The study of Weyer’s witchcraft scepticism has often been embedded in a celebratory spirit. In 1935, the psychiatrist Gregory Zilborg characterized ‘Weyer’s feeling’ as ‘one of bitter scepticism concerning the general belief in witchcraft, of Christian compassion for those suffering from the cruelties of the age, and of noble aspiration to attain a new freedom and to minister to the sick’ (Zilborg, The Medical Man and the Witch during the Renaissance (1935) 121). Beginning in the late 1950s, however, alternative historical approaches began to soften the image of Weyer as the precocious, lone discerner of supra-historical truths (‘witches’ were really just mental patients situated in the wrong place at the wrong time), and to identify the historical conditions of Weyer’s defence of ‘witches’. Hugh Trevor-Roper thus presented Weyer as the representative of a non-confessional ‘Erasmian spirit’, while Erik H. Midelfort explored the local effectiveness of Weyer’s arguments by identifying his re-use of existing cultural resources (more specifically, Roman law) against the credibility of the witchcraft crime.
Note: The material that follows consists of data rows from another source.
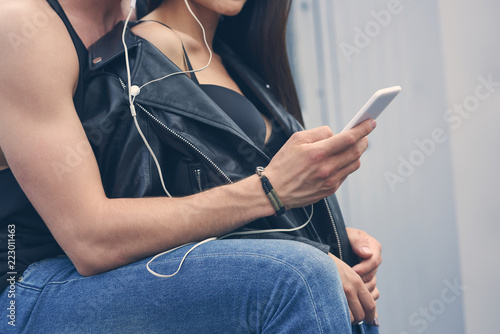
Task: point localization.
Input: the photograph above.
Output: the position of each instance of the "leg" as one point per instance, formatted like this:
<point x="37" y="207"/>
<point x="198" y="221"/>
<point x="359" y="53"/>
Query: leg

But the celebratory approach to Weyer is also inverted into a veritable black legend of Weyer as an ‘unsystematic’ and ‘muddled’ thinker who, all things considered, ‘exacerbated, far more than he relieved, the tensions which contributed to the European witch craze’ (Baxter, Johann Weyer’s ‘De Praestigiis Daemonum’ (1977) 72). This challenge came about as historians began to notice things like the title of Weyer’s book. Weyer’s witches were still mental patients, but now ones who were ‘passive victims of the Devil’, uttering ‘subjective delusions induced by evil demons’ (Walker, Spiritual and Demonic Magic (1958) 152). Walker’s cue was soon taken up by scholars like Sidney Anglo, Richard Baxter, and Brian Levack, who brought into view the fact that Weyer continued to defend the credibility of a demonic conspiracy against Christians, the only difference being that his version involved magic rather than witchcraft.
The psychologist Vera Hoorens has now provided us with a biography of this fascinating figure. This is not the first biography of Weyer, but it is by far the best. Where one was previously forced to rely on Leonard Dooren’s Doctor Johannes Wier, Leven en Werken (1940) and the even older Doktor Johann Weyer (1885) by Carl Binz, Hoorens’s biography will now be the single point of reference for anyone wishing to explore the life and times of this Rhineland physician. As Hoorens points out, On the Frauds of Demons had an intense but complex publishing history in the sixteenth century, in which Weyer himself played an important part. This makes it important to carefully peruse and compare all available versions and revisions of Weyer’s work; a task which Hoorens has undertaken, and for which she is to be thanked. Equally valuable is the extensive bibliography of relevant archival materials, much of which has been put to valuable use in writing this biography.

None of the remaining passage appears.